This morning  our Old Testament and New Testament lessons, which have been independently walking through the books of Genesis and John, step onto the same subject for a brief moment: resurrection.

Genesis 22 is the story of Abraham and Isaac, the father offering his son on an altar, though not having to go through with the actual spilling of blood.  As the anonymous New Testament author explains it,

Abraham, when he was tested, offered up Isaac, and he who had received the promises was in the act of offering up his only son, of whom it was said, “Through Isaac shall your offspring be named.”  He considered that God was able even to raise him from the dead, from which, figuratively speaking, he did receive him back (Hebrews 11:17-19).

Thus Genesis 22 is a sort of prototype resurrection story, prefiguring the Cross of Christ, and we usually hear it read in the Good Friday liturgy.

The New Testament lesson from John 11 is the story of the resurrection of Lazarus.  This is one of the lessons offered in our Burial Office due to its prominent place as a vivid and explicit example of the resurrection power of our Lord Jesus Christ.  Not only does he perform a miraculous resurrection of a man four days dead, but he also speaks of his own inherent life – that Jesus himself is resurrection, he himself is life.
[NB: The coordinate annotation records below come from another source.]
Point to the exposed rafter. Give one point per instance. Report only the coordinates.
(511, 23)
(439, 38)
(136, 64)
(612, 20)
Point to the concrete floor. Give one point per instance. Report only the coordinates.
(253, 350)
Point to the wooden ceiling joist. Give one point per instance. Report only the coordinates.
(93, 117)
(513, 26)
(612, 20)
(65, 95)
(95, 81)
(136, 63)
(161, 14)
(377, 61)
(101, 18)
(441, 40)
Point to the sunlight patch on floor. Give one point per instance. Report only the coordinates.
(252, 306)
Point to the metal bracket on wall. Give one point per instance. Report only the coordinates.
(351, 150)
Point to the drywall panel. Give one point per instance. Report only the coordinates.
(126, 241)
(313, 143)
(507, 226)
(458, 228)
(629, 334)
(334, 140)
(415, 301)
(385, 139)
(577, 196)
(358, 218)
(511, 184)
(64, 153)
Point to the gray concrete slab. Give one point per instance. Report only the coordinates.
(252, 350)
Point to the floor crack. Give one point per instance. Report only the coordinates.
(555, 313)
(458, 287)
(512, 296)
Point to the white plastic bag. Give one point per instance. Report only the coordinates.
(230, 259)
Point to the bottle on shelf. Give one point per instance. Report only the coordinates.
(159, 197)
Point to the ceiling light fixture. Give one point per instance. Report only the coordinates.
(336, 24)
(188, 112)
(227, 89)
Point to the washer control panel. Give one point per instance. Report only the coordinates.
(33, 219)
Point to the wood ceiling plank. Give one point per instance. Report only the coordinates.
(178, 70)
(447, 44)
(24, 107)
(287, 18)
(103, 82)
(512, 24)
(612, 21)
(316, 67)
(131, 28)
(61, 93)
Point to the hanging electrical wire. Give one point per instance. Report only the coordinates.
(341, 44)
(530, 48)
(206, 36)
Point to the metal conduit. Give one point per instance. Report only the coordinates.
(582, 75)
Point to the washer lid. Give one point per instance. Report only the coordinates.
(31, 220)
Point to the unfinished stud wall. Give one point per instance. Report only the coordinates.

Obviously, it is a plain coincidence that these two lessons are read together today.  The nature of a Daily Office Lectionary is to read through the Bible in sequential bits, not to try to connect the dots between Scripture (that is the function of a traditional Communion lectionary, which our modern ones unfortunately only do half the time).  Nevertheless, the co-incidence of explicit resurrection themes in Genesis 22 and John 11:1-44 is refreshing and noteworthy.  You might even want to grab an Easter-appropriate Canticle in place of the Te Deum… instead of saying Surge illuminare (#2) how about Cantemus Domino (#5), Dignus es (#6), or Cantate Domino (#7, Psalm 98)!